Пани учительница покачала головой: «Я даже не знаю, как быть». Потом передумала и сказала: «Хелена, сделай мах!» У меня как всегда не получилось, и тогда она говорит: «Не расстраивайся, Хелена, вот тебе эскимо!» И меня уводят. Не знаю, чем все закончилось, Пепа меня разбудил, и настало утро.

Только прежде чем идти умываться и завтракать, я схватила пани Нюйоркову за волосы и выбросила ее из окна. Пускай ее заберет какой-нибудь социальный работник. Или пускай она умрет, мне все равно.

По пути в школу я увидела пани Нюйоркову. Она не разбилась на куски, как я думала, у нее была только вывернута рука. Она была вся мокрая и в грязи, потому что упала как раз на грядку. Ее глупые моргающие глаза были открыты, и она лежала там голая, потому что, прежде чем ее выбросить, я сняла с нее всю одежду. Я хотела ее оставить для других кукол. Шел дождь, было холодно, и мне стало ее жалко, хоть я и не люблю ее. Так что я взяла ее с собой, вся испачкалась, и все смеялись надо мной, что я ношу с собой в школу игрушки, как первоклашка.
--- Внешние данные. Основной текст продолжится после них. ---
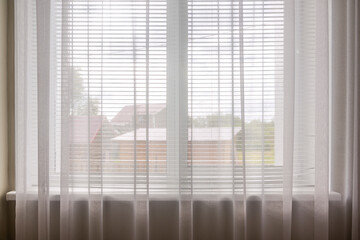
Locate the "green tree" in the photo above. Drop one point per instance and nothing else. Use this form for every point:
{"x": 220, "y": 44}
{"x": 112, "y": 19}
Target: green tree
{"x": 81, "y": 102}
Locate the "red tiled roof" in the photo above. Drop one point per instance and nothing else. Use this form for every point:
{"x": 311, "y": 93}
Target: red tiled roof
{"x": 82, "y": 133}
{"x": 198, "y": 134}
{"x": 126, "y": 113}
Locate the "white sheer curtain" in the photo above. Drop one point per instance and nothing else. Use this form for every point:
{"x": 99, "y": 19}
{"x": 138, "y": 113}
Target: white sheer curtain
{"x": 187, "y": 119}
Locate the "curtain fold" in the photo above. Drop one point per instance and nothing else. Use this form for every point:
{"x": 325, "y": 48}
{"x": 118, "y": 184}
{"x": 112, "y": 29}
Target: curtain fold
{"x": 187, "y": 119}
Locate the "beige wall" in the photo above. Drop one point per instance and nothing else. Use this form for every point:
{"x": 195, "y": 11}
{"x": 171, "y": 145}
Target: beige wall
{"x": 3, "y": 120}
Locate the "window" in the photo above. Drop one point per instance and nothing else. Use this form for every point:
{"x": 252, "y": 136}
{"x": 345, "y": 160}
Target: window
{"x": 148, "y": 95}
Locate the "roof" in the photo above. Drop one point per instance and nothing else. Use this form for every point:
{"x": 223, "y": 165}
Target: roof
{"x": 198, "y": 134}
{"x": 126, "y": 113}
{"x": 82, "y": 132}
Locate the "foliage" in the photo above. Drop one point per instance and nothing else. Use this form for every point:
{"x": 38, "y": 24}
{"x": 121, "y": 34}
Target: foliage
{"x": 82, "y": 103}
С тех пор пани Нюйоркова не говорит, но это не страшно, она и так умела говорить только какое-то «ал-бахала-хантала», и все равно ее никто не понимал. И моргающие глаза уже не моргают, а просто все время открыты, даже когда она спит.

Каченка уезжала в Прагу на три дня, на очередной суд с театром. Пепичека мы отвезли к закопской бабушке и остались с Пепой одни. Но перед тем как Каченка уехала, я рассказала ей о том письме Фрайштайна. Я не знала, нужно или не нужно это делать, и боялась, что́ она скажет, но еще больше я боялась социального работника, так что в общем я показала ей письмо по пути на станцию, когда мы с Пепой ее провожали. Каченка выхватила у меня письмо так быстро, что оторвала от него кусок. Когда она его прочитала, то закурила и сказала, что разберется с бабушкой, когда вернется. И еще что я не должна ничего бояться. Она даже не кричала, но это было хуже, чем если бы она кричала. Я сразу это поняла.

Когда Каченка уехала, мы с Пепой не пошли домой, а пошли в кино на фильм «Великолепная семерка». Нам очень понравилось.

«Видишь, можно справиться и с тем, кто сильнее, только нельзя быть хлюпиком», – сказал Пепа. Потом он рассказывал мне, что если бы мы жили в Праге, то по пути из кино мы бы купили на Вацлавской площади колбасок. У таких колбасок с каждого конца по четыре маленькие запеченные ножки, все хрустящие, вкусно пахнущие и из них течет сок, но это ничего, даже если ешь руками, потому что вместе с колбаской дают бумажный поднос и салфетку. А еще горчицу, ее Пепа очень любит.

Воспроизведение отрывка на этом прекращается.